Description
A comforting Thai-inspired dish with udon noodles, tender chicken, and a rich coconut curry sauce, perfect for a quick and delicious dinner.
Ingredients
- 2 boneless chicken thighs, cut into bite-sized pieces
- 1 tsp curry powder
- ½ tsp garlic powder
- ½ tsp paprika
- ¼ tsp turmeric
- Salt & pepper, to taste
- 1 tbsp oil
- ½ small onion, chopped
- 3-4 cloves garlic, minced
- 2 tbsp red curry paste
- 1 cup coconut milk
- 1 pack udon (fresh or frozen)
- Veggies of choice (optional)
- Lime (for serving)
- Cilantro (for garnish)
- Red chili flakes (to taste)
Instructions
- Season the chicken with curry powder, garlic powder, paprika, turmeric, salt, pepper, and a drizzle of oil.
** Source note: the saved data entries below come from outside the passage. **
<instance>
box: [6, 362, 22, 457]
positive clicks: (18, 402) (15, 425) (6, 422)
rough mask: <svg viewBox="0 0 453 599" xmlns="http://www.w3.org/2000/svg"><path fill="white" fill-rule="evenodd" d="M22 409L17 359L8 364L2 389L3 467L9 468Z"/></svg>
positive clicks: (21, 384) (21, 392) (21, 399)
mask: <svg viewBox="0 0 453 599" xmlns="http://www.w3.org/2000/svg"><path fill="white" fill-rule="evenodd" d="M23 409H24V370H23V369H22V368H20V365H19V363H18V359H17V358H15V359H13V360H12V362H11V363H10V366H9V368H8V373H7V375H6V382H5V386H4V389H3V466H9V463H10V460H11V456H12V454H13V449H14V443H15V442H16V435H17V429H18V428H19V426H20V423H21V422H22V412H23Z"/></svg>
- Pan-fry the chicken over medium heat for 5–6 minutes until golden and cooked through. Remove and set aside.
- Add the chopped onion and minced garlic to the same pan. Sauté for 2-3 minutes until fragrant.
- Add the red curry paste and mix well to coat the aromatics.
- Pour in the coconut milk and bring to a gentle simmer.
- Add in the udon and the cooked chicken. Let everything simmer together for 2-3 minutes until the noodles loosen and soak up the sauce.
- Taste and adjust seasoning as needed.
- Garnish with cilantro, lime juice, and red chili flakes before serving.
Notes
Customize the dish with your choice of vegetables and adjust the spice level according to your preference. Serve with lime wedges for added brightness.